Cultural Competence in Healthcare
The most recent U.S. Census confirmed that our country has become more diverse than ever before. Clinicians are not insulated from this diversity. Patients present a broad range of perspectives regarding health and illness that are oftentimes shaped by their social and cultural backgrounds. In this changing environment, delivering effective cross-cultural care is rapidly becoming a major quality issue for health care systems, a risk management issue for physicians and a necessary skill set for all clinicians.
What is culture?
Culture can be seen as a pattern of learned beliefs, values and behaviors that are shared among groups. They include thoughts, styles of communication, ways of interacting, views on roles and relationships, practices and customs. Culture shapes how we explain and value the world, and provides us with the lens through which we find meaning.

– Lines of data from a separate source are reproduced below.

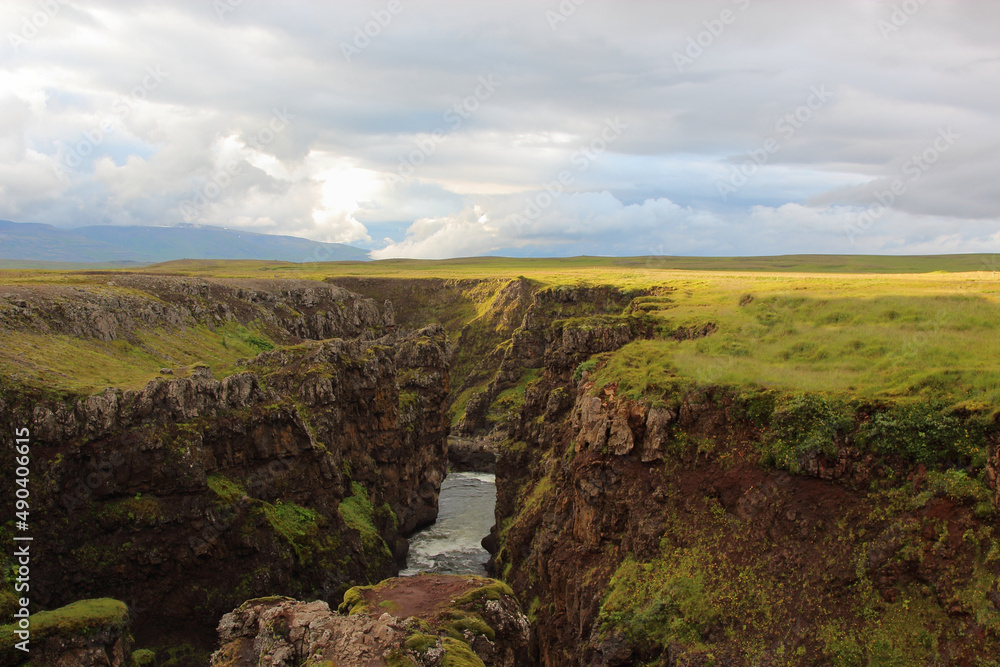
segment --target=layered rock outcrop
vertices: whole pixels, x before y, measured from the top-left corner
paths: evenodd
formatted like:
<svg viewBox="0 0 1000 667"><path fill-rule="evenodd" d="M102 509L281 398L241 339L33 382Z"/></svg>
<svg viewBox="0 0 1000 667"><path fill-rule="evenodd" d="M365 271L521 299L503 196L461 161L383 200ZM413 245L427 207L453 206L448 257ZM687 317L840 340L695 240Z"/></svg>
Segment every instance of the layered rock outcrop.
<svg viewBox="0 0 1000 667"><path fill-rule="evenodd" d="M228 377L196 366L85 397L0 383L0 423L31 430L32 529L47 536L32 602L110 595L140 641L197 641L248 598L339 599L393 574L447 470L445 332L396 331L391 307L323 284L113 281L8 288L33 300L7 324L106 340L253 321L293 345Z"/></svg>
<svg viewBox="0 0 1000 667"><path fill-rule="evenodd" d="M250 600L219 623L216 667L529 664L531 633L510 589L479 577L421 575L354 588L340 605Z"/></svg>
<svg viewBox="0 0 1000 667"><path fill-rule="evenodd" d="M580 361L632 334L573 325L567 342L550 322L544 373L507 424L485 541L494 575L532 601L540 664L978 664L1000 650L995 425L940 422L985 433L986 494L954 457L865 444L886 406L835 420L805 409L823 399L767 390L595 385ZM660 335L714 326L679 331Z"/></svg>

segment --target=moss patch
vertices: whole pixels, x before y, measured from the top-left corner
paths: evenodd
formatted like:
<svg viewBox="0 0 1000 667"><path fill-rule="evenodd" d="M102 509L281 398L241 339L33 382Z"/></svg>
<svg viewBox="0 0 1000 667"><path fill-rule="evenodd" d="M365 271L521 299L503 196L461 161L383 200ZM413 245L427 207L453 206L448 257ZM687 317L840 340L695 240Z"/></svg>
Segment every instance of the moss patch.
<svg viewBox="0 0 1000 667"><path fill-rule="evenodd" d="M361 483L353 482L351 491L352 494L341 501L338 511L344 523L361 535L361 546L371 580L377 577L375 573L379 571L381 564L392 560L392 552L375 528L375 508L368 498L367 489Z"/></svg>
<svg viewBox="0 0 1000 667"><path fill-rule="evenodd" d="M124 631L128 625L128 607L124 602L111 598L80 600L73 604L54 609L40 611L30 616L31 641L53 635L83 635L89 636L103 629ZM0 657L20 655L14 644L20 641L16 634L16 625L0 627Z"/></svg>

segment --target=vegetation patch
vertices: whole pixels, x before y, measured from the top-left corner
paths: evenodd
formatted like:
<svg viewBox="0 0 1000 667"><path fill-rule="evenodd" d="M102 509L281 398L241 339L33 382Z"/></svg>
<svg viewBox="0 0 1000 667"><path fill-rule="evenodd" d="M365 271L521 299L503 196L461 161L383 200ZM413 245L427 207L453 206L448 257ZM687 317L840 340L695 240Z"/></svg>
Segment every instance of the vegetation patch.
<svg viewBox="0 0 1000 667"><path fill-rule="evenodd" d="M128 607L124 602L111 598L80 600L59 609L32 614L29 619L31 639L37 642L53 635L86 637L104 629L124 632L128 617ZM14 648L14 644L20 641L15 630L17 625L14 624L0 627L0 657L23 655Z"/></svg>
<svg viewBox="0 0 1000 667"><path fill-rule="evenodd" d="M247 497L247 490L225 475L209 475L206 482L208 488L227 505L233 505Z"/></svg>
<svg viewBox="0 0 1000 667"><path fill-rule="evenodd" d="M392 560L392 552L375 527L375 508L368 498L368 490L361 483L353 482L351 491L351 495L340 502L338 511L344 523L361 536L369 576L375 579L380 564Z"/></svg>

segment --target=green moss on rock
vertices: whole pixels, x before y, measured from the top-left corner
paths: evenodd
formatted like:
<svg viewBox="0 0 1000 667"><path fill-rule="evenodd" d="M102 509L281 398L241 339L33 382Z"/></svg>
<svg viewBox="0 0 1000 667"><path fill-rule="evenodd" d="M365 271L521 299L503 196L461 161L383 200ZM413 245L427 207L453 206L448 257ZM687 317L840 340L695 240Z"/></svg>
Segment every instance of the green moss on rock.
<svg viewBox="0 0 1000 667"><path fill-rule="evenodd" d="M31 641L38 642L54 635L87 637L106 629L124 632L128 618L128 607L124 602L111 598L80 600L59 609L32 614L29 617ZM0 659L17 651L14 648L20 641L15 634L17 629L15 624L0 627Z"/></svg>
<svg viewBox="0 0 1000 667"><path fill-rule="evenodd" d="M441 667L486 667L486 663L465 642L451 637L445 637L441 642L444 645Z"/></svg>

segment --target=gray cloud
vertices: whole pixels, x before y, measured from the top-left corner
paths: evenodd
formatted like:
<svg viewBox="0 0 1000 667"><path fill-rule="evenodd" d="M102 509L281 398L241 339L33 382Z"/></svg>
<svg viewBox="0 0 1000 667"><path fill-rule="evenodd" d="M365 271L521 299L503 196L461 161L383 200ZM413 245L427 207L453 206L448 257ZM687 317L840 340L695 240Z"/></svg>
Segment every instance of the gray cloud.
<svg viewBox="0 0 1000 667"><path fill-rule="evenodd" d="M0 215L378 256L998 249L989 2L220 2L57 2L30 38L42 3L0 6Z"/></svg>

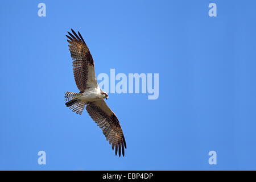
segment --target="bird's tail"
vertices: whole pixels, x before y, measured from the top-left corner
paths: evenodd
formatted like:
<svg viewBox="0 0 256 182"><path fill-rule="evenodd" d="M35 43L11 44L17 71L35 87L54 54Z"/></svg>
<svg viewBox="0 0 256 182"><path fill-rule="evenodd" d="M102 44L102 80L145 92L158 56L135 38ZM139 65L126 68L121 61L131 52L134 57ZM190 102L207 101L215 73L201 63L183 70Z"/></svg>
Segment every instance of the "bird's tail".
<svg viewBox="0 0 256 182"><path fill-rule="evenodd" d="M84 110L85 104L80 102L79 97L81 94L74 92L67 92L65 94L65 101L68 101L65 104L67 107L69 107L70 109L72 109L72 111L76 112L77 114L81 114Z"/></svg>

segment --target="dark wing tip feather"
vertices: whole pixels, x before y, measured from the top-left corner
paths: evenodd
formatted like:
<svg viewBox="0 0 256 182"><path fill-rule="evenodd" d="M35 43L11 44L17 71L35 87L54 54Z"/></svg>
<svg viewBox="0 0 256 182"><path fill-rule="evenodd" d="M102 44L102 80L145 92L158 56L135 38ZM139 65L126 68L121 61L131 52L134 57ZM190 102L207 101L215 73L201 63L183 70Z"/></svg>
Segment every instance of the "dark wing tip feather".
<svg viewBox="0 0 256 182"><path fill-rule="evenodd" d="M121 143L119 143L119 146L118 146L119 150L118 150L118 152L119 152L119 156L120 157L121 156Z"/></svg>
<svg viewBox="0 0 256 182"><path fill-rule="evenodd" d="M122 142L122 154L125 156L125 148L123 148L123 142Z"/></svg>
<svg viewBox="0 0 256 182"><path fill-rule="evenodd" d="M82 40L81 40L80 38L77 35L77 34L76 34L76 32L72 28L71 28L71 31L72 31L73 34L75 35L76 38L80 41L82 42Z"/></svg>
<svg viewBox="0 0 256 182"><path fill-rule="evenodd" d="M71 34L71 33L69 32L68 32L68 34L70 36L71 36L71 37L73 38L73 39L74 39L74 40L76 40L76 41L79 41L79 40L77 40L77 39L76 38L76 37L72 35L72 34Z"/></svg>
<svg viewBox="0 0 256 182"><path fill-rule="evenodd" d="M85 44L85 42L84 41L84 39L82 38L82 35L81 35L80 32L79 32L79 31L78 31L78 33L79 33L79 35L81 39L82 39L82 42L84 43L84 44L85 44L86 45L86 44Z"/></svg>
<svg viewBox="0 0 256 182"><path fill-rule="evenodd" d="M126 149L126 142L125 142L125 136L123 136L123 144L125 145L125 149Z"/></svg>
<svg viewBox="0 0 256 182"><path fill-rule="evenodd" d="M68 35L66 35L66 36L71 41L74 41L74 39L73 39L72 38L71 38L70 36L69 36Z"/></svg>
<svg viewBox="0 0 256 182"><path fill-rule="evenodd" d="M118 149L118 146L117 144L115 144L115 155L117 155L117 150Z"/></svg>

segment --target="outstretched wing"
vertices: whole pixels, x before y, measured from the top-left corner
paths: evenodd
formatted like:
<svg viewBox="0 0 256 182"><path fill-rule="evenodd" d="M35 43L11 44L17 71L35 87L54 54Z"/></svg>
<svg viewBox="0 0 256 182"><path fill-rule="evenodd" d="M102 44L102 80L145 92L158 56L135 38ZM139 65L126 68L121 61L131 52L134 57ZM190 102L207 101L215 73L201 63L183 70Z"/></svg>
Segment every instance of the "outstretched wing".
<svg viewBox="0 0 256 182"><path fill-rule="evenodd" d="M78 89L84 92L89 88L98 86L95 75L94 64L92 55L80 33L79 36L71 29L73 33L68 32L66 35L69 40L69 51L73 61L73 72Z"/></svg>
<svg viewBox="0 0 256 182"><path fill-rule="evenodd" d="M104 100L87 102L86 109L89 115L102 129L109 144L112 144L112 149L115 147L115 155L119 151L125 156L126 148L125 137L120 123L115 114L108 106Z"/></svg>

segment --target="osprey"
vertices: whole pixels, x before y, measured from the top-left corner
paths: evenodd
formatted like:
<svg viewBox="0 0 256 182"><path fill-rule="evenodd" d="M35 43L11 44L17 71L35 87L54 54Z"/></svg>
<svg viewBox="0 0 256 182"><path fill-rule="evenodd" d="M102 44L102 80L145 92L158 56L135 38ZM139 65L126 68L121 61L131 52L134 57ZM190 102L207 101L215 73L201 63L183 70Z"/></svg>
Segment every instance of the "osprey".
<svg viewBox="0 0 256 182"><path fill-rule="evenodd" d="M86 105L89 115L102 129L107 141L115 147L115 155L118 151L125 156L126 148L125 137L120 123L115 114L109 109L104 101L109 96L100 88L95 75L94 64L92 55L80 33L68 32L67 40L70 44L69 51L73 61L73 72L79 93L67 92L65 105L73 112L81 114Z"/></svg>

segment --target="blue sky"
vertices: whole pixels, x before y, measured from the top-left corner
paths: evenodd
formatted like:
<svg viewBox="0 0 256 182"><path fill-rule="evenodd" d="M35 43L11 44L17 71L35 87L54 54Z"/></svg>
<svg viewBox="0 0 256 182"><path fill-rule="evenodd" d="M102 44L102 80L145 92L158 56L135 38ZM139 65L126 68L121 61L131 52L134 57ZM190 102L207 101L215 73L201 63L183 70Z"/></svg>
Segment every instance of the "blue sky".
<svg viewBox="0 0 256 182"><path fill-rule="evenodd" d="M46 5L39 17L38 5ZM217 5L217 17L208 5ZM0 169L256 169L255 1L2 1ZM65 35L96 75L159 74L159 97L109 94L127 148L114 155L86 111ZM46 152L46 165L38 152ZM217 152L217 165L208 152Z"/></svg>

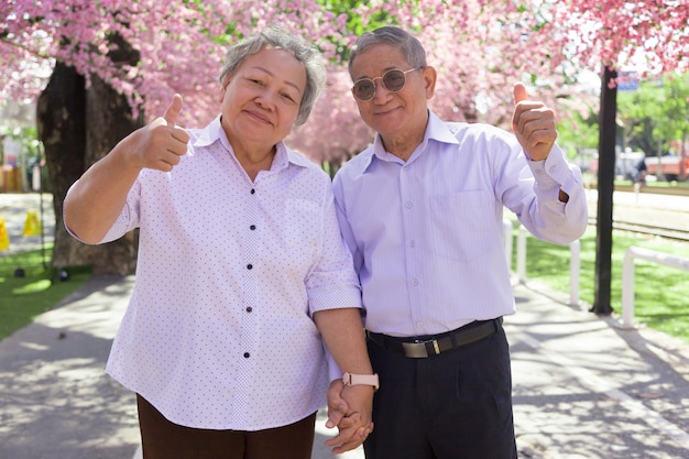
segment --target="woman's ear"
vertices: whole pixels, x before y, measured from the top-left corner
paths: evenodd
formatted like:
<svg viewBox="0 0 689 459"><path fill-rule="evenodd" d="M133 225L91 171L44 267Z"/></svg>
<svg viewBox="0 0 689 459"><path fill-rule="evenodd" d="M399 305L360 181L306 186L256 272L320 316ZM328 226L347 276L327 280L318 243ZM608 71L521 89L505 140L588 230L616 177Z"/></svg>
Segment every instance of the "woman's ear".
<svg viewBox="0 0 689 459"><path fill-rule="evenodd" d="M222 81L222 86L220 87L220 92L219 92L219 102L222 103L222 99L225 99L225 91L227 90L227 87L230 84L230 80L232 79L232 77L228 74L225 77L225 80Z"/></svg>

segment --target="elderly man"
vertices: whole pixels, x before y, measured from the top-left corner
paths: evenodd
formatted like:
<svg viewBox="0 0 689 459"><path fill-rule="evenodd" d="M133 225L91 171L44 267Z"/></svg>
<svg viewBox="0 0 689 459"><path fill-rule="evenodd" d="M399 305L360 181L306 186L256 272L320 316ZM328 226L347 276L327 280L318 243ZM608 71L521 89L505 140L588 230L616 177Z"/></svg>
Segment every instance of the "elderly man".
<svg viewBox="0 0 689 459"><path fill-rule="evenodd" d="M349 70L376 131L333 182L380 375L367 458L516 458L503 207L540 239L575 241L587 226L581 173L555 143L554 111L527 100L522 84L516 138L440 120L427 106L436 70L401 29L361 35ZM331 412L344 406L339 385Z"/></svg>

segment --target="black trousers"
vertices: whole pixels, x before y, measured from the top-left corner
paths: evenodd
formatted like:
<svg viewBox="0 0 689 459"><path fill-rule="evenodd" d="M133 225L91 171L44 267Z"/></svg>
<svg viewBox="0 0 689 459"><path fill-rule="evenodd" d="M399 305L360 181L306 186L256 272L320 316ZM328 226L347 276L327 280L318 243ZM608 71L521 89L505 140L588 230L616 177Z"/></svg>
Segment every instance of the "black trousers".
<svg viewBox="0 0 689 459"><path fill-rule="evenodd" d="M426 359L369 341L381 389L367 459L516 459L505 332Z"/></svg>
<svg viewBox="0 0 689 459"><path fill-rule="evenodd" d="M136 395L144 459L310 459L316 413L284 427L258 431L210 430L167 420Z"/></svg>

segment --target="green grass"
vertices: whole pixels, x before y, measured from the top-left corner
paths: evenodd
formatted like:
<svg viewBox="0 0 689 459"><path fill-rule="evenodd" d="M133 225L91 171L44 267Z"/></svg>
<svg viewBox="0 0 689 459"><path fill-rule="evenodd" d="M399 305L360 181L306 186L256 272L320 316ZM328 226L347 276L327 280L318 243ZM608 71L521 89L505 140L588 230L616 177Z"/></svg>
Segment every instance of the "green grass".
<svg viewBox="0 0 689 459"><path fill-rule="evenodd" d="M516 234L516 229L515 229ZM593 304L595 230L581 238L579 298ZM689 244L614 231L612 244L611 305L622 315L622 264L630 247L639 247L689 259ZM537 278L556 292L569 293L569 247L526 239L526 277ZM516 243L513 270L516 270ZM676 267L636 260L634 263L635 323L689 342L689 273Z"/></svg>
<svg viewBox="0 0 689 459"><path fill-rule="evenodd" d="M516 236L517 230L514 230ZM581 300L592 304L595 272L595 229L581 238ZM630 247L641 247L689 258L689 244L614 232L612 250L611 306L622 313L622 262ZM516 270L516 243L513 244L513 270ZM46 248L50 260L52 245ZM526 276L549 288L569 294L569 247L526 239ZM15 277L23 267L25 277ZM59 282L55 270L43 266L41 250L0 258L0 339L31 324L40 314L54 308L90 277L87 266L67 270L69 280ZM635 321L689 342L689 273L637 260L634 266Z"/></svg>
<svg viewBox="0 0 689 459"><path fill-rule="evenodd" d="M90 267L70 267L68 280L61 282L56 270L44 266L52 250L46 247L45 258L41 249L0 258L0 340L57 306L90 277ZM14 275L17 269L24 270L23 277Z"/></svg>

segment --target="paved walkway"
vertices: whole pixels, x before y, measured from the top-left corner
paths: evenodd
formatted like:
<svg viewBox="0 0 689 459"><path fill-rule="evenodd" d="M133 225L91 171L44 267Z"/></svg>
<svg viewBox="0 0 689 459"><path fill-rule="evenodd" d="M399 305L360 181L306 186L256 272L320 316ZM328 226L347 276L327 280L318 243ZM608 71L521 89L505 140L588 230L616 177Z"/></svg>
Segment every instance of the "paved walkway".
<svg viewBox="0 0 689 459"><path fill-rule="evenodd" d="M136 457L134 397L103 372L133 282L94 277L0 341L0 458ZM689 459L689 345L622 329L536 282L514 289L505 328L521 458ZM335 458L324 424L313 459Z"/></svg>

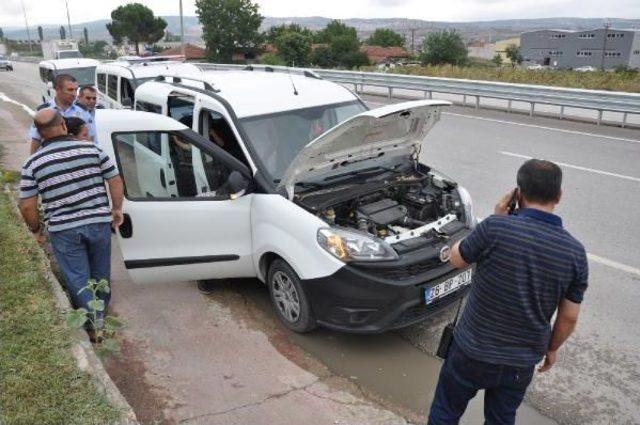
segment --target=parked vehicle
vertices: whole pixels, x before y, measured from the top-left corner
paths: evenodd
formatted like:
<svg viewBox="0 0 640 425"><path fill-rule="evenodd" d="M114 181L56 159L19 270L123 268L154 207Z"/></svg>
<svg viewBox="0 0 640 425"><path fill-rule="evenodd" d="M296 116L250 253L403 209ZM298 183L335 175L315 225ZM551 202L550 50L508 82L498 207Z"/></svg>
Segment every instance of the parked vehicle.
<svg viewBox="0 0 640 425"><path fill-rule="evenodd" d="M40 42L44 59L81 58L78 42L73 40L47 40Z"/></svg>
<svg viewBox="0 0 640 425"><path fill-rule="evenodd" d="M401 328L468 290L472 270L448 260L471 197L418 161L448 102L368 110L313 74L158 80L137 111L96 118L125 180L134 281L256 277L296 332Z"/></svg>
<svg viewBox="0 0 640 425"><path fill-rule="evenodd" d="M53 88L55 79L60 74L73 75L79 86L93 85L96 66L100 62L95 59L75 58L46 60L38 64L40 81L42 81L42 101L47 102L55 96Z"/></svg>
<svg viewBox="0 0 640 425"><path fill-rule="evenodd" d="M0 69L5 71L13 71L13 64L4 55L0 55Z"/></svg>
<svg viewBox="0 0 640 425"><path fill-rule="evenodd" d="M182 56L127 56L116 62L98 65L95 74L98 103L105 108L132 108L135 90L145 81L161 74L200 72L199 68L183 63L183 60Z"/></svg>

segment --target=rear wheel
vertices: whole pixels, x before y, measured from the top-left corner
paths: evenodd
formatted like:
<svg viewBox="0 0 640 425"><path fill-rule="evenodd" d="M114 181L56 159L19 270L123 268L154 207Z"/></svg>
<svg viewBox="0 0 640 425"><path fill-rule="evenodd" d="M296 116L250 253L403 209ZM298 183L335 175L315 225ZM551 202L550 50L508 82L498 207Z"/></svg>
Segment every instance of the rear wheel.
<svg viewBox="0 0 640 425"><path fill-rule="evenodd" d="M300 278L285 261L271 263L267 285L276 313L287 328L304 333L317 326Z"/></svg>

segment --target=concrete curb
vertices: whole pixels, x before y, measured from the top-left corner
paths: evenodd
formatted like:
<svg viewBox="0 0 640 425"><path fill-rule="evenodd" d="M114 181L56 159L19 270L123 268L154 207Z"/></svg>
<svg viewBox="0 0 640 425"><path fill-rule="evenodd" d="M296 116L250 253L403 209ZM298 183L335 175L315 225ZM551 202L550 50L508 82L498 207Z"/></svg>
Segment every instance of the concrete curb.
<svg viewBox="0 0 640 425"><path fill-rule="evenodd" d="M11 206L13 207L14 212L19 215L20 212L18 204L14 197L15 192L11 190L9 185L6 185L4 190L11 199ZM23 226L25 230L28 231L26 225L23 224ZM67 294L62 289L62 285L51 269L49 258L42 249L38 250L38 257L43 267L42 271L44 277L49 283L53 295L55 296L56 307L61 314L67 314L73 308L71 307ZM109 403L122 411L121 420L113 425L138 425L139 422L136 418L135 412L131 408L131 405L129 405L129 402L127 402L124 396L120 393L118 387L111 380L111 377L102 365L100 358L93 349L93 345L91 344L91 341L89 341L87 333L80 329L74 329L72 330L72 335L76 342L71 347L71 354L76 359L78 368L83 372L90 374L94 378L99 391L105 395Z"/></svg>

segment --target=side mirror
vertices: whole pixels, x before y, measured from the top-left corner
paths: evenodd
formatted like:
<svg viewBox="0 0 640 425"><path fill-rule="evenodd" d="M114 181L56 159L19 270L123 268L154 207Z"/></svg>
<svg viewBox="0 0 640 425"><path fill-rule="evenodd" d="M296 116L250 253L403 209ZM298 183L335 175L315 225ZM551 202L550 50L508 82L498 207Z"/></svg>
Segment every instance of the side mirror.
<svg viewBox="0 0 640 425"><path fill-rule="evenodd" d="M227 187L229 188L229 197L237 199L246 193L249 182L238 171L232 171L227 178Z"/></svg>

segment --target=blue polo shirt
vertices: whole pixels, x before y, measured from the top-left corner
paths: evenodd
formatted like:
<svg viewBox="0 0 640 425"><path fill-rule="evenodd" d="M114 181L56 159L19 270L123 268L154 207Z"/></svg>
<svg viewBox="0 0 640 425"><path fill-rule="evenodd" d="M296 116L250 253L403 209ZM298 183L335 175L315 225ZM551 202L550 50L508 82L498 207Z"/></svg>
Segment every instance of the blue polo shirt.
<svg viewBox="0 0 640 425"><path fill-rule="evenodd" d="M476 270L455 340L471 358L530 367L547 351L551 317L563 298L587 289L584 247L555 214L525 208L492 215L460 243Z"/></svg>

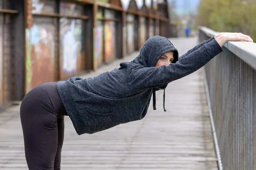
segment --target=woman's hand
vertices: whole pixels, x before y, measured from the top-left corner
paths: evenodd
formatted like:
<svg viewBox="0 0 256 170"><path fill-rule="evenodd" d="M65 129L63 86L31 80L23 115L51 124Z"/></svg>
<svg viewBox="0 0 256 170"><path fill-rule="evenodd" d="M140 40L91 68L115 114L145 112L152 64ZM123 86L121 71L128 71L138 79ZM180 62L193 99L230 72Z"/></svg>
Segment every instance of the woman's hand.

What is cultural competence?
Cultural competence in health care describes the ability of systems and health care professionals to provide high quality care to patients with diverse values, beliefs and behaviors, including tailoring delivery to meet patients social, cultural and linguistic needs. Commonwealth Fund, Cultural Competence in Health Care Report
What is the patient-based approach?
This approach centers on the idea that the patients themselves are your best source of information about their cultural perspectives. Rather than using limited information to make assumptions about various cultural groups and their beliefs and behaviors, the patient-based approach focuses on the development of core knowledge and skills that are particularly useful in cross-cultural interactions.